Questo aspetto risulta di cruciale importanza, infatti l’allestimento di un prodotto di terapia avanzata per l’utilizzo in medicina umana, prevede l’applicazione del sistema qualità delle Good Manufacturing Practice (GMP) la cui attuazione è molto impegnativa ed onerosa da parte di chi intenda avvalersi di queste procedure. Nello specifico, il dr. Silvio Temperini, affiliato alla ditta CTP System, ha sottolineato come gli esperti tecnici coinvolti nello studio e nella messa a punto di metodologie di laboratorio legate alle CSM, non siano preparati ad affrontare i processi relativi all’applicazione di tali metodiche secondo schemi “industriali”, in accordo al sistema qualità sopramenzionato. Tale aspetto deve essere considerato nel momento in cui si decida di intraprendere un percorso di tipo applicativo legato alla pratica clinica.
Il Dr. Marcandalli (Terumo), ha illustrato le applicazioni di nuove tecnologie in grado di garantire, in completa sicurezza e sterilità, la propagazione di elevate concentrazioni cellulari, diminuendo i potenziali rischi di inquinamento legati alla manipolazione del campione.
Infine, la dottoressa Nolli (Assobiotec e Europabio Board) ha illustrato l’importanza del coinvolgimento dei ricercatori in tutte le fasi dello sviluppo e della commercializzazione di un prodotto biotecnologico, al fine di ottimizzare i differenti processi di ricerca applicati a tali tecnologie.
L’ultima sessione è stata improntata su dibattiti aperti fra esperti che utilizzano le CSM o i prodotti da esse derivati per la rigenerazione tissutale. La discussione ha permesso di evidenziare che non esiste, al momento, un unico approccio nell’utilizzo delle CSM/derivati. Le potenzialità applicative rimangono legate al tipo di patologia da trattare, ivi comprese, le caratteristiche individuali del paziente e della struttura che svolge l’attività terapeutica.
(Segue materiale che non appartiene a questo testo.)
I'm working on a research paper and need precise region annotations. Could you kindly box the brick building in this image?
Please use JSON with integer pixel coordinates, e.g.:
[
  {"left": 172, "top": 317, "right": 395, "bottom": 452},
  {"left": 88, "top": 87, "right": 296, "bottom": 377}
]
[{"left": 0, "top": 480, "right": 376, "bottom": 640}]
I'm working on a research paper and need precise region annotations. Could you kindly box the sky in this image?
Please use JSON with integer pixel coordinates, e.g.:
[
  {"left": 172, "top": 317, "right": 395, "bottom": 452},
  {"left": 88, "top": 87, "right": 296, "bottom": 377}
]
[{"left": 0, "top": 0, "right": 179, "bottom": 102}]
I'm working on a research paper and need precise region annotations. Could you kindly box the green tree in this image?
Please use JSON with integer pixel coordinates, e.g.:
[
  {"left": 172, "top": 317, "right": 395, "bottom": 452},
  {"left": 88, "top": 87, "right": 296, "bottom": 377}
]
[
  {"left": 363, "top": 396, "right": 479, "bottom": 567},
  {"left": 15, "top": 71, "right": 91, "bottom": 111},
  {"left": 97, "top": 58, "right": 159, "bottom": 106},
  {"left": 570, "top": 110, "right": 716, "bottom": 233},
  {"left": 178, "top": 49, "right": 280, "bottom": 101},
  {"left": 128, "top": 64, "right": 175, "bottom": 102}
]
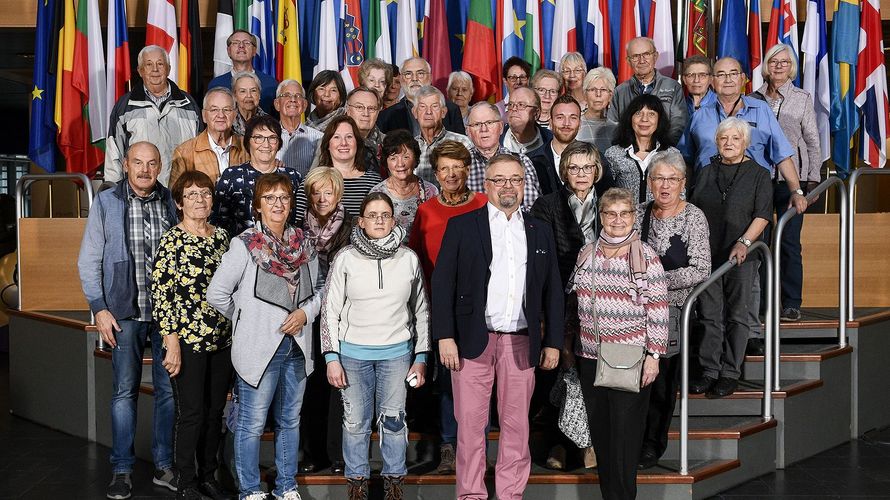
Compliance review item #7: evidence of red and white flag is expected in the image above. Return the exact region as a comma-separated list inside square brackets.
[145, 0, 179, 82]
[855, 0, 890, 168]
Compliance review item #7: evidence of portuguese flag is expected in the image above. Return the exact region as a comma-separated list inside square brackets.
[463, 0, 500, 101]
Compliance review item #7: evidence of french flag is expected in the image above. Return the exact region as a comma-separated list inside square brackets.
[105, 0, 130, 112]
[855, 0, 890, 168]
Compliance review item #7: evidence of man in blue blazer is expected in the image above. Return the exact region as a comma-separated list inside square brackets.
[432, 154, 565, 500]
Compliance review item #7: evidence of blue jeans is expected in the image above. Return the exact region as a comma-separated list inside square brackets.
[235, 336, 306, 498]
[340, 353, 411, 479]
[111, 320, 173, 474]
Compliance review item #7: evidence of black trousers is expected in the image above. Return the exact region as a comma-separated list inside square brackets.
[170, 340, 232, 488]
[643, 354, 683, 458]
[576, 357, 652, 500]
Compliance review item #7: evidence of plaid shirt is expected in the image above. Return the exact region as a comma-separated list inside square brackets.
[121, 183, 170, 321]
[467, 146, 541, 212]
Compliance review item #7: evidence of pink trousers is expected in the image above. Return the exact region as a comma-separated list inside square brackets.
[451, 333, 535, 500]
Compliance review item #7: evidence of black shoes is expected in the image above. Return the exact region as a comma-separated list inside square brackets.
[689, 376, 717, 394]
[705, 377, 739, 399]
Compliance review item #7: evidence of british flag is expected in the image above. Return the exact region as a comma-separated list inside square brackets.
[855, 0, 890, 168]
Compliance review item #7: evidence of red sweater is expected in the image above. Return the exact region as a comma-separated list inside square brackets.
[408, 193, 488, 283]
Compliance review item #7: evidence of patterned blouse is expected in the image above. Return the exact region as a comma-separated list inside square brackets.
[151, 226, 232, 352]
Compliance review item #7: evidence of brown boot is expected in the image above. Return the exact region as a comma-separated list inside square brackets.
[383, 476, 404, 500]
[346, 477, 368, 500]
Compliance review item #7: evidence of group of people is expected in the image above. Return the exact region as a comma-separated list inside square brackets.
[78, 30, 821, 500]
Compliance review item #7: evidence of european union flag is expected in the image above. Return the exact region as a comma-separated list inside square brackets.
[28, 0, 59, 172]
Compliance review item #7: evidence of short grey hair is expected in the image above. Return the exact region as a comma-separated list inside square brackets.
[414, 85, 445, 109]
[647, 149, 686, 178]
[232, 71, 263, 92]
[136, 45, 170, 68]
[276, 79, 306, 97]
[760, 43, 798, 81]
[201, 87, 235, 109]
[582, 66, 618, 92]
[714, 116, 751, 148]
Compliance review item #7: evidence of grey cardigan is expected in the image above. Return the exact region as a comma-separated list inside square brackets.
[756, 80, 822, 182]
[207, 238, 323, 387]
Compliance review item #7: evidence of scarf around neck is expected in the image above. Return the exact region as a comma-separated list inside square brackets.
[349, 225, 405, 259]
[597, 230, 650, 305]
[238, 222, 309, 287]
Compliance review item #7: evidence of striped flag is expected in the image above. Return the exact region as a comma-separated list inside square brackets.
[177, 0, 204, 95]
[748, 1, 764, 92]
[394, 0, 420, 66]
[522, 0, 543, 74]
[547, 0, 578, 68]
[145, 0, 179, 82]
[105, 0, 130, 117]
[766, 0, 800, 87]
[855, 0, 890, 168]
[212, 0, 235, 76]
[800, 0, 831, 161]
[275, 0, 303, 83]
[616, 0, 640, 82]
[647, 0, 672, 77]
[28, 0, 61, 173]
[829, 0, 859, 178]
[250, 0, 276, 75]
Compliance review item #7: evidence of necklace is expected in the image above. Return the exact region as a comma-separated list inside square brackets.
[439, 189, 470, 207]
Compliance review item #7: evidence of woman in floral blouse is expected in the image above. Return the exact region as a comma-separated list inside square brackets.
[151, 170, 232, 498]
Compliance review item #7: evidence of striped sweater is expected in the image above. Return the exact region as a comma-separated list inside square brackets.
[569, 242, 668, 359]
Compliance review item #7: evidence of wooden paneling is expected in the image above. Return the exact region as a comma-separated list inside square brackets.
[801, 213, 890, 307]
[19, 218, 89, 311]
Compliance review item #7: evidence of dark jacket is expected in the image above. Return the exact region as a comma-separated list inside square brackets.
[377, 98, 467, 135]
[431, 206, 565, 366]
[531, 187, 599, 288]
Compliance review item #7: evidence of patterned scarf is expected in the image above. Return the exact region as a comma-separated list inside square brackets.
[303, 203, 346, 254]
[238, 223, 309, 287]
[350, 225, 405, 259]
[597, 230, 650, 305]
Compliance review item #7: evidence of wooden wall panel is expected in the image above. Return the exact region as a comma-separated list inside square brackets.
[19, 218, 89, 311]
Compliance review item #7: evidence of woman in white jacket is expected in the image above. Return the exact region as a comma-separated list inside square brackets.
[321, 193, 430, 500]
[207, 173, 321, 500]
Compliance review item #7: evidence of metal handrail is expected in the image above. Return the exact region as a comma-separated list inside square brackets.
[772, 177, 849, 391]
[680, 241, 779, 476]
[847, 168, 890, 321]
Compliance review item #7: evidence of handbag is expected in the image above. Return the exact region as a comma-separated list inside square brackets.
[550, 367, 591, 448]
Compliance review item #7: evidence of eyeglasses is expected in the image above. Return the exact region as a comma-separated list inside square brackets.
[485, 177, 525, 187]
[204, 107, 235, 116]
[278, 92, 306, 101]
[507, 102, 538, 111]
[627, 50, 655, 62]
[362, 212, 392, 222]
[347, 104, 380, 115]
[250, 135, 279, 144]
[182, 189, 213, 201]
[769, 59, 791, 68]
[260, 194, 290, 206]
[652, 176, 685, 187]
[467, 120, 502, 130]
[600, 210, 635, 220]
[714, 71, 742, 80]
[566, 165, 597, 175]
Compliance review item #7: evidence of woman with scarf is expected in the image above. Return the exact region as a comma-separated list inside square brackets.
[207, 173, 321, 500]
[321, 193, 430, 500]
[300, 167, 354, 474]
[563, 188, 668, 499]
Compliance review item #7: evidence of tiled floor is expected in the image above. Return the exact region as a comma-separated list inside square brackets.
[0, 353, 890, 500]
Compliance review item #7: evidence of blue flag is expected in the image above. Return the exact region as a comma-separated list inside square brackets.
[28, 0, 58, 172]
[717, 0, 751, 78]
Inoltre, innovazioni più recenti, quali i secretomi, sebbene molto promettenti e in grado di semplificare le procedure applicative, necessitano di approfondimenti relativi alla loro caratterizzazione e, soprattutto alla loro reale efficacia.
I partecipanti alla giornata di formazione hanno mostrato particolare interesse al dibattito della seconda sessione; infatti, durante la discussione è stato possibile confrontare approcci applicativi ed esperienze pratiche utili a migliorare la condivisione delle informazioni e dei risultati ottenuti sia in ambito sperimentale sia in ambito clinico.